Böyle deli dumrul konuşan milletvekilleri bu zamana kadar
gerçekten toplumun ihtiyaç duyduğu ve ortak uzlaşı sağlanabilecek bir yasa için
diğer milletvekilleri ile iletişim kurup kurmadığını biliyor musunuz?
TBMM’nin
kulislerinde sıkça dolaşan bir gazeteci olarak söyleyeyim:
Çoğunun derdi poz vermek ve partisinin duruşunu korumak.

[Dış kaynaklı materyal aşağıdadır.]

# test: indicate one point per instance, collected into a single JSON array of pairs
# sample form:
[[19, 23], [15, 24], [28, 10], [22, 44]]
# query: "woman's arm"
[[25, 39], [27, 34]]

Kimsenin vatandaşın dertlerini çözmek için münferit bir çaba göstermek gibi bir
gayesi yok.
Bolca konuşarak taraftar toplamaya çalışmaktan öte bir çaba
görmedim.
Eğer bir devrim olacaksa o eğitim ve ahlâk devrimi olmalı.
O zaman bakın bakalım her şey nasıl bir anda değişiyor.
Aslında sayın Devlet
Bahçeli buna ön ayak olacak bir teklifi “Siyasi Etik Yasası” önerisiyle yaptı.
Çok cesur ve bir o kadar isabetli bir teklif. Canı gönülden
kutluyorum.
Lakin Ahmet Taşgetiren’e konuşan Meclis Eski Başkanı Cemil
Çiçek’in açıklaması da kayda değer:
“Bu ölçüler gelirse
siyasette adam kalmaz”
İyi işte belki siyasette kadınların sayısını bu yolla
çoğaltabiliriz.
Demokrasiden dem vuranlara bak hele!
Bir yanda Kabataş
Olayı bir yanda Fazilet Durağı şimdi
de Nişantaşı Olayı ve daha
niceleri...
Hep birlikte yaşamak zorundayız.
Eğer bu düşünceden uzaklaşırsak 70’lere geri döneriz.
İnşallah yapılan yanlışı anlar ve gerçek bir demokrat olabilirler.